Außerdem wird eine 2000 Quadratmeter große Küche eingerichtet; mit den Speisen sollen die eigenen Filialen sowie Firmenkunden versorgt werden. Dieses Brasserie-Geschäft sei nun die vierte Sparte (siehe Kasten).
In Gunskirchen werden 250 Arbeitsplätze entstehen. Der Standort werde Kompetenzzentrum für moderne Backtechnologie. In Wels bleiben die gewerbliche Backstube und die Großproduktion.
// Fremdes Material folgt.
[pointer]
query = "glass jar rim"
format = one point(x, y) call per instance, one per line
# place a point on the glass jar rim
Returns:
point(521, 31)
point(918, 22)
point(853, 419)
Im Vertrieb gibt es einige Ziele: Aktuell ist der nimmermüde Bäckermeister in Kroatien unterwegs. Über Stützpunkte in Zagreb, Rijeka und Split sollen die Hotels an der Adria mit dem Gastro-Sortiment versorgt werden. Die größte Unternehmenssparte mit heute 55 Prozent Umsatzanteil besteht nun exakt 30 Jahre. Am ertragreichsten sei nach zehn „harten Jahren“ der Heimzustelldienst, der durch einen Online-Shop verstärkt wird.

Mit Partner nach Asien

Sohn Georg (31) ist bereits Geschäftsführer der Sparte Gastro. Er selbst wolle aber eigentlich „nie in Pension gehen“, sagt Josef Resch. Für sein Erfolgskonzept sucht er Partner in Indien, China, Iran, Russland. Resch & Frisch soll dort aber nicht operativ tätig werden.

2017 setzte Resch & Frisch mit 1600 Mitarbeitern 142,8 Millionen Euro um (plus 9,7 Prozent). 

  • Resch & Frisch

3 Sparten: „Gastro“ mit 18.000 Kunden in 14 Ländern; „Back’s zuhause“ mit 215.000 Haushaltskunden in Österreich und Deutschland; 48 Bäckereifilialen in Oberösterreich und Salzburg (elf mobile).

4. Sparte: eine Großküche in Gunskirchen; sie kocht für Filialen und Firmenkunden.